On the low end (small ISPs with zero or a handful of downstream ASes), people
aren't aware or are too lazy to implement egress ACLs. Complicating this: A
surprising number of small ISPs and telcos don't actually staff for internet
routing skills (e.g. can work with BGP & have heard of a BCP). They'll bring
on a consultant to "turn up my new circuit" and move on. If the first
consultant sets up egress ACLs and they get a new netblock chances are the
next consultant will just remove the ACL instead of updating it...

Medium to large ISPs: IRRs are supposed to solve this but implementation is
spotty / OMG scripting changes on routers / etc.
[http://www.irr.net/docs/list.html](http://www.irr.net/docs/list.html)

High end: I've heard that some providers have so many customers landing on a
given aggregation router that the ACLs from IRRs end up too large for the
router.

Cogent's approach is to require a LOA for the subnets that you are announcing
and filter out everything else.

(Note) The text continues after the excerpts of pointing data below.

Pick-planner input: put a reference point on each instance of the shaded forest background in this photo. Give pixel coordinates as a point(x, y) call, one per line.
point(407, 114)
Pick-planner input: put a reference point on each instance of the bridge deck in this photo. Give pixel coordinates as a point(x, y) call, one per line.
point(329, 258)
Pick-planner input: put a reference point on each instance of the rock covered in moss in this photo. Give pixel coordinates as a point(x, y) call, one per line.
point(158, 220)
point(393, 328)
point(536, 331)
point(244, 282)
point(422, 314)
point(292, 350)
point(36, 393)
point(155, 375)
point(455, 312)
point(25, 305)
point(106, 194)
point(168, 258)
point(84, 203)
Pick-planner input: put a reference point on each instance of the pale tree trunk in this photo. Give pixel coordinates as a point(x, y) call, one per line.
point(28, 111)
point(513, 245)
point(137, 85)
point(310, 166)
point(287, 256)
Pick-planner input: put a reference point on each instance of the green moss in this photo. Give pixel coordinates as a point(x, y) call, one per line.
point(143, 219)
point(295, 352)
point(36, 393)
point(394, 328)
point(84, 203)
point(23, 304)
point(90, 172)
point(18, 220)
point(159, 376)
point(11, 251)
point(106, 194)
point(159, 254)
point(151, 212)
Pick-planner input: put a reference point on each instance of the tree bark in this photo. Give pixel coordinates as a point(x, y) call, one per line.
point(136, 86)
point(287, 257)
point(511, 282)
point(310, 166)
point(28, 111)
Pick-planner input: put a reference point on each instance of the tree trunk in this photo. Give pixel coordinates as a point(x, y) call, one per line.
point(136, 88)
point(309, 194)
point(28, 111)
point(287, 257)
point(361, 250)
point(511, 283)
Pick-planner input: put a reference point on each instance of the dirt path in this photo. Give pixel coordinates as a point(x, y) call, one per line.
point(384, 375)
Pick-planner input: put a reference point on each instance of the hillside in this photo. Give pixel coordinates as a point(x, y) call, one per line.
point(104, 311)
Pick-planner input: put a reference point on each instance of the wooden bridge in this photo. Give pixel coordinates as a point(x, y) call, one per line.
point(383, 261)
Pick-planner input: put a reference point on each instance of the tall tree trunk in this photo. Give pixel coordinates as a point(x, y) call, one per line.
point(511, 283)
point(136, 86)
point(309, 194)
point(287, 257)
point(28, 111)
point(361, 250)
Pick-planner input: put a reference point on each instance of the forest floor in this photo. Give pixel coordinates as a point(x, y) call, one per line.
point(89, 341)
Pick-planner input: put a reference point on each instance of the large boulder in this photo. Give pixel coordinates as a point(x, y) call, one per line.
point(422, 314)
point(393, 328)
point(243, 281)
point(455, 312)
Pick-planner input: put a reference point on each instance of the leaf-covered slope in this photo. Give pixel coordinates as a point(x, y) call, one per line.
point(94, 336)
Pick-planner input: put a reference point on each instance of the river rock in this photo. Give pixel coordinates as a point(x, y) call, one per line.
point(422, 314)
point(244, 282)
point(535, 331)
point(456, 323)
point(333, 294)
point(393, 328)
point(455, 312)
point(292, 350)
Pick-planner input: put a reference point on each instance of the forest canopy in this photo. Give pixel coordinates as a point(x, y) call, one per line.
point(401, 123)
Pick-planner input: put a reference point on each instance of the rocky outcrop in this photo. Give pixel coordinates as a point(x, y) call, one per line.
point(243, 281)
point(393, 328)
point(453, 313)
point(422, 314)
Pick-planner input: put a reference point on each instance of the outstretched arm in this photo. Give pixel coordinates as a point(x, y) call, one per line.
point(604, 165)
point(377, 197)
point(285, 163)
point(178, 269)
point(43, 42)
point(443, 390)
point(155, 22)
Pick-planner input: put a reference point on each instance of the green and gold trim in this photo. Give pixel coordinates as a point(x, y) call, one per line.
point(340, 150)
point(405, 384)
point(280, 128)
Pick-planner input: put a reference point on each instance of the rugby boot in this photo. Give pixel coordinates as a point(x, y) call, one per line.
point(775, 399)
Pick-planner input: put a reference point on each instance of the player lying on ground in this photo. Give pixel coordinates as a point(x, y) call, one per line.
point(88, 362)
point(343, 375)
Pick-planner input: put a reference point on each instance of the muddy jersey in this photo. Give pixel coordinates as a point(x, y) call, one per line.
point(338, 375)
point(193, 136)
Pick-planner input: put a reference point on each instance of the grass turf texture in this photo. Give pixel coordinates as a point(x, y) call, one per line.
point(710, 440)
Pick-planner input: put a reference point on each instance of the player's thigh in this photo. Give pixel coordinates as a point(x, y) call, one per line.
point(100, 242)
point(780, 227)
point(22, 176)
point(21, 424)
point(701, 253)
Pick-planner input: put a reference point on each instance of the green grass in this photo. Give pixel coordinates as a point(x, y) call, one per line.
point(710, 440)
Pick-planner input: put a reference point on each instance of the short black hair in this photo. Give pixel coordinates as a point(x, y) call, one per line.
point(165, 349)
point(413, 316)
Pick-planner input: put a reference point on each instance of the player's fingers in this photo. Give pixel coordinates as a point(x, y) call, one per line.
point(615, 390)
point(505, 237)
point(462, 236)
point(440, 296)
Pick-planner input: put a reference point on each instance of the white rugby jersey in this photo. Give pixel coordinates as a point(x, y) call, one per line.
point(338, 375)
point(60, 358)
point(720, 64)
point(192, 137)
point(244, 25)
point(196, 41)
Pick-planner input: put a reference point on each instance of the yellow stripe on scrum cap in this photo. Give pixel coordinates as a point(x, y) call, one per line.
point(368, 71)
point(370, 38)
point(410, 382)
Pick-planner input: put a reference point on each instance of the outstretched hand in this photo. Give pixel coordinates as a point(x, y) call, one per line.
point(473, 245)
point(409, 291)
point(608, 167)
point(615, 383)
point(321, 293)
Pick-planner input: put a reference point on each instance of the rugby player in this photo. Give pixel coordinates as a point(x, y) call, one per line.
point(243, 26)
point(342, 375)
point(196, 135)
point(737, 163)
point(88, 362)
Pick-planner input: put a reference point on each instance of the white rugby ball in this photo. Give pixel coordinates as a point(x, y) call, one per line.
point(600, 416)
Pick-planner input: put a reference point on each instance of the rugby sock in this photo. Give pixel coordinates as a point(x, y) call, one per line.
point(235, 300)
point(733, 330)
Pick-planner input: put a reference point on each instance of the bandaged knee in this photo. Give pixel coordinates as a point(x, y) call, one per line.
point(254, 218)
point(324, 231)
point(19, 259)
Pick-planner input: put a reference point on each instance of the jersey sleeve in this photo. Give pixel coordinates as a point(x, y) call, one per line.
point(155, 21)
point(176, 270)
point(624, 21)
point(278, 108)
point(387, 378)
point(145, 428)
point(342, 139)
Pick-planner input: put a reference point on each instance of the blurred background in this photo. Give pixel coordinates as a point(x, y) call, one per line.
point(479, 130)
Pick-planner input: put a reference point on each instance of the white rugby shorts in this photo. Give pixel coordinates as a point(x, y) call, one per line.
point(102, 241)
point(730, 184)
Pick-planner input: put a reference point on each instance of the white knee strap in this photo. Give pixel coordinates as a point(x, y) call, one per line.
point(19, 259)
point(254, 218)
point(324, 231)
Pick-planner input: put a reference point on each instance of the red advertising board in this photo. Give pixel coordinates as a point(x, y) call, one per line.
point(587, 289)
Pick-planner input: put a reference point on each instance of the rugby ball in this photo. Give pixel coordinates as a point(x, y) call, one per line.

This seems reasonable, though it gets annoying
when you have a downstream AS that has downstream ASes (BUT that's fairly
uncommon).

I use egress ACLs that allow my RIR-issued and downstream customer blocs and
drop everything else. I have a friend that runs a slightly larger ISP (5x more
downstream ASes) that does automation with IRRs.

------
jedisct1
Chrony is a good alternative:
[https://chrony.tuxfamily.org/](https://chrony.tuxfamily.org/)